New sectors to explore

Upcoming high profile events such as the Dubai Expo and the Qatar World Cup may generate demand for labour in related sectors such as construction and hospitality, as we mentioned earlier. A resurgence in oil and gas is also expected in the latter half of 2020, according to this assessment published by Ambe International.

The position of the GCC countries as a partner for commercial and business interests for India is also likely to change, according to an April 2020 report of the Observer Research Foundation. Remittances will be hit as will GCC investments in India and existing business relationships, according to the report. However, in a corridor as historic and sizable as the India-GCC one, returnees may not give up on their dreams to re-migrate.

New corridors in Europe, Australia, and Japan also need to be explored, said experts. Sectors such as healthcare, essential facilities management, and high-skill IT/ITES will see some demand in the coming times, said industry representatives. “Instead of jobs like welding, we should focus on new age occupations such as packing labour, cleaners, hygiene operators, and housekeeping,” said Shailendra Nigam, a FIMCA director, and the managing director of Sinclus Group of Companies, a major recruiting agent.

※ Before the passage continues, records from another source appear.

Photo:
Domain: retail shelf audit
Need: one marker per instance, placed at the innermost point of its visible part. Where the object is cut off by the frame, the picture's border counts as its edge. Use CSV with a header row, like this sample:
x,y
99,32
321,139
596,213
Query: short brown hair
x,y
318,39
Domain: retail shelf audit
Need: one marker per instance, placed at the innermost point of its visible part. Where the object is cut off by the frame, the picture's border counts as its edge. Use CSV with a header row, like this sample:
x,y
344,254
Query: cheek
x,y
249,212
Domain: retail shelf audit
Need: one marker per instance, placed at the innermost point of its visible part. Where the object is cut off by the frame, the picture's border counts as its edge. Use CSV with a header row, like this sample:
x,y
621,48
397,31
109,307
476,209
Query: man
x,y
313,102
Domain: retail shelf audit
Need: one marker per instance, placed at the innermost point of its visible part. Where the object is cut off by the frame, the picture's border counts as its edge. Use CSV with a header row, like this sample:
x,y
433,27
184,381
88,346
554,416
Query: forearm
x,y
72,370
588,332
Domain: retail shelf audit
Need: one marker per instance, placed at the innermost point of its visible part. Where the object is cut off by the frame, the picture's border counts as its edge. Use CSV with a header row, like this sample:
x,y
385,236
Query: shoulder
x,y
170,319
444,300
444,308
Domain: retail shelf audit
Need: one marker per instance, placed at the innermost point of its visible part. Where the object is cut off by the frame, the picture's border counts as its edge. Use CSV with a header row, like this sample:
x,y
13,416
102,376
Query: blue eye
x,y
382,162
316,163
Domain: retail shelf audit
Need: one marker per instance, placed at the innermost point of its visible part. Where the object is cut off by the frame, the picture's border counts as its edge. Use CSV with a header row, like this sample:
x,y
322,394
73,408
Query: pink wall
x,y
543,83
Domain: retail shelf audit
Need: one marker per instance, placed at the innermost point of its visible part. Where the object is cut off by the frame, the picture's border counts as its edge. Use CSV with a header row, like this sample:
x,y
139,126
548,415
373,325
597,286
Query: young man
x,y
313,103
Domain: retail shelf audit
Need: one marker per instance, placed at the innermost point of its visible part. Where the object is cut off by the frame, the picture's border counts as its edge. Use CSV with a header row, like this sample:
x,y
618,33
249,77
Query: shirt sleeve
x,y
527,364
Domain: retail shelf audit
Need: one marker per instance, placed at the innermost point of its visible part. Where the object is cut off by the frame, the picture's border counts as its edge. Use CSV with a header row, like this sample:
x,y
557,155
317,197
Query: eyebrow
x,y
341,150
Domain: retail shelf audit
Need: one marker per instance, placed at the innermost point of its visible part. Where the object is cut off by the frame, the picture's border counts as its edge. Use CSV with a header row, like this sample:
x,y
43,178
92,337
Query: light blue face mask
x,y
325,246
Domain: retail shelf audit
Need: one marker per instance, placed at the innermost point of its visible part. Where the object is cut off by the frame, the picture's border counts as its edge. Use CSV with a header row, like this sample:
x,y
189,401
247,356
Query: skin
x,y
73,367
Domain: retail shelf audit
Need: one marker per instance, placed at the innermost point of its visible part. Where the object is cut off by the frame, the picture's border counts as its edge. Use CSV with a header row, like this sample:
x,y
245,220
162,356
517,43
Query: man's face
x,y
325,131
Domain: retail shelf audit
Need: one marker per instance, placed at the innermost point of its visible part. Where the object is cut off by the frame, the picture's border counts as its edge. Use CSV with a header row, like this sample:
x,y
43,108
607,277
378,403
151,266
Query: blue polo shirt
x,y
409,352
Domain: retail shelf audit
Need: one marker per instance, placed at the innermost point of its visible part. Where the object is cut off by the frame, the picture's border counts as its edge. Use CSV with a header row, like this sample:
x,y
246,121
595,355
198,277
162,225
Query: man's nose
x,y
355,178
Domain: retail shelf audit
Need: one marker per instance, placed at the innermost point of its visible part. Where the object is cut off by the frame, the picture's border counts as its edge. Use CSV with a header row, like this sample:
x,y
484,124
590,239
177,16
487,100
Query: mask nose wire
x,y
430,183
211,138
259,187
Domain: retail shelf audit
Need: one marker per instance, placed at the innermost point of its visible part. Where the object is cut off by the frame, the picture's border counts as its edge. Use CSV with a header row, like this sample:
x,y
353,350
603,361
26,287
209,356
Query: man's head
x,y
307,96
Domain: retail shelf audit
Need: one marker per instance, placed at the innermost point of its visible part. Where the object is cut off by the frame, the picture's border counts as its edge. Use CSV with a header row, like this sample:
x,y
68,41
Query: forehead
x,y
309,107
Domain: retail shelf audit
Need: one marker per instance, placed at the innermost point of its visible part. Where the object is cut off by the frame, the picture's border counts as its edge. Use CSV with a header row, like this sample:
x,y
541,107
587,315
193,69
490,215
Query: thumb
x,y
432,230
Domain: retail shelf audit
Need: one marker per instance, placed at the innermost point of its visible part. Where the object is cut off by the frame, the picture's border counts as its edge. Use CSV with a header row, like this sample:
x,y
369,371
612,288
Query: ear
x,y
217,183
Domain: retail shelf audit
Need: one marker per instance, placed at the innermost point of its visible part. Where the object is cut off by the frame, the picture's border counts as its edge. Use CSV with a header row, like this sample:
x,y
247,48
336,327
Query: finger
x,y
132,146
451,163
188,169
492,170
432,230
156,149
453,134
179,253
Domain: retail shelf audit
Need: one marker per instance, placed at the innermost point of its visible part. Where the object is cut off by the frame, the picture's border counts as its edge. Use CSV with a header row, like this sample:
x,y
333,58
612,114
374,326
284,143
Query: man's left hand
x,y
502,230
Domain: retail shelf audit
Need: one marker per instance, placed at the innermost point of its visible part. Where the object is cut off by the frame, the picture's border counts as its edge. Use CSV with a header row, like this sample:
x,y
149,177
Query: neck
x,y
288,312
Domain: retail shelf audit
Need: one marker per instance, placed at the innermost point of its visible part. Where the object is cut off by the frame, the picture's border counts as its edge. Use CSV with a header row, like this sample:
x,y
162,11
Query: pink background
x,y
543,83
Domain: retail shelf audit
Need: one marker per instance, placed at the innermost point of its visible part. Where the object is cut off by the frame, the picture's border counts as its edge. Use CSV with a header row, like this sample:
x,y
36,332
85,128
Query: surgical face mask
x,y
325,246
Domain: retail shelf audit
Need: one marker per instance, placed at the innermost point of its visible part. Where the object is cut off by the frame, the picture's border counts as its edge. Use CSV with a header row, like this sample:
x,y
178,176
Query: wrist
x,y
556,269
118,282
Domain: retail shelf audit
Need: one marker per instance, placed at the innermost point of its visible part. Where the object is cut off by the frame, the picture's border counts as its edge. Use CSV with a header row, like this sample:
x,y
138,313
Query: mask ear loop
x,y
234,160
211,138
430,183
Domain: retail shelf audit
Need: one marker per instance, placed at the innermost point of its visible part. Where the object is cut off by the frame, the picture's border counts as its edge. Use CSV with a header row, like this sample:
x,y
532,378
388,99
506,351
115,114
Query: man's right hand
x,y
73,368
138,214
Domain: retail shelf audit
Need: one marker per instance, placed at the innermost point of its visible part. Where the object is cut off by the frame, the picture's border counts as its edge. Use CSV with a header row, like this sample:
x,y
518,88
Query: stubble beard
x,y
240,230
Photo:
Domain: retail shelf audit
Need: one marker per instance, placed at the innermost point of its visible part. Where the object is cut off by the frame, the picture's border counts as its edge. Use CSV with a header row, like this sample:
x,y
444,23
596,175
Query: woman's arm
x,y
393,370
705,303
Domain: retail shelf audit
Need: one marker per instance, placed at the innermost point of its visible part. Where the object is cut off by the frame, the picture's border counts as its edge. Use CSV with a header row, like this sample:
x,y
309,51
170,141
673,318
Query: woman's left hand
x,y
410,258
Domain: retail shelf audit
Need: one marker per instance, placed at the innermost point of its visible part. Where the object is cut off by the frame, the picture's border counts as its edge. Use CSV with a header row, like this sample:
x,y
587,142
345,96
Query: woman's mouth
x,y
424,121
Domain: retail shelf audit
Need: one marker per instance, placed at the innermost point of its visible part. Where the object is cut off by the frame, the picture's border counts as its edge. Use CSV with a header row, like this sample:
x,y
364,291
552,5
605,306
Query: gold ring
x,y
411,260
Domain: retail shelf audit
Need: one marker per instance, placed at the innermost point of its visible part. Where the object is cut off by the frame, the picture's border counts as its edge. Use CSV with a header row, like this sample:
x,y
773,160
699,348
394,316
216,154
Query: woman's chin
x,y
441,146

“Unless we adapt, we will lose out – especially in states such as Andhra Pradesh, Telangana, UP, Bihar where workers are mostly of the semi-skilled category”. Skilling centres for aspiring migrants were set up in 2017 by the MEA and the National Skill Development Corporation to take advantage of growing sectors in the ECR countries.

This article first appeared on IndiaSpend, a data-driven and public-interest journalism non-profit.